One of the benefits of Moose is that Moose-based objects can be configured to perform extensive data validation, in a way that is both easy to implement and maintain. The Pfam production pipeline has been entirely re-written for the upcoming Pfam release, and it now relies heavily on Moose for data validation. Since the pipeline modules perform many of the operations that we need in pfam_scan.pl, such as parsing the output of HMMER3 programs, we’ve been able to use these new modules in the script, rather than having to rewrite the same functionality from scratch.
The validation checks that can be built into Moose objects avoid the need to write complex data validation procedures for ourselves. The code that implements the checks is part of the core Perl modules and is therefore maintained by the maintainers of the CPAN modules, not us. Our new production code was easier to write because it relies on Moose and the built-in validation checks are much tighter than they would otherwise have been, despite the fact that we’ve written less code overall. By using the same modules in pfam_scan.pl, we’ve further reduced the amount of code that we need to maintain overall and have significantly speeded up the development of pfam_scan.pl itself.
In short, we’re happy that we’ve struck an appropriate balance between all out performance and long term maintainability. We’ll keep up to date with changes to the Moose framework that might help improve performance, and we’ve already improved the performance of the production pipelines by leveraging some of the more esoteric Moose features. The final release version of the modules and scripts will include these under-the-hood tweaks.

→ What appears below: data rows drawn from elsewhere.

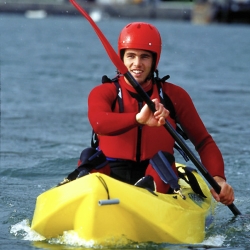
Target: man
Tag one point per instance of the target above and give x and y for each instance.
(131, 137)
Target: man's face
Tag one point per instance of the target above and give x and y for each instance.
(139, 63)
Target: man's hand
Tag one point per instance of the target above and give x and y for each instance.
(147, 117)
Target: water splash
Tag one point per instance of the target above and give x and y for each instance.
(22, 230)
(215, 241)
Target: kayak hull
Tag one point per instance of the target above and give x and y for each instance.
(106, 211)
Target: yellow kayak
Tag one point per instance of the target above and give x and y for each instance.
(105, 211)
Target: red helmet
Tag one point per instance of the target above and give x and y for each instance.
(140, 35)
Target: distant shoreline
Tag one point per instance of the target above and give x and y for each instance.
(170, 10)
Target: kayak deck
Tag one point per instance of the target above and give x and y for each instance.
(134, 214)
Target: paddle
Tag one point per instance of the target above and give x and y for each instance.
(123, 70)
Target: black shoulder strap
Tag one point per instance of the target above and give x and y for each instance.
(105, 79)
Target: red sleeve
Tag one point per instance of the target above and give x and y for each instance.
(101, 117)
(193, 126)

Once again, thank you if you tested out the alpha release of the HMMER3-enabled version of pfam_scan.pl. Your feedback should reduce our pain, and the pain of the community, when it’s bundled with Pfam release 24.0. For those of you who can not wait, you can find the beta release of the script on our (well Rob’s) ftp site. Of course if you find any bugs, or have any feedback, please contact us.
We released the first official release of pfam_scan.pl with Pfam 24.0, and it’s available for download (the tarball is called PfamScan.tar.gz) at ftp://ftp.sanger.ac.uk/pub/databases/Pfam/Tools/.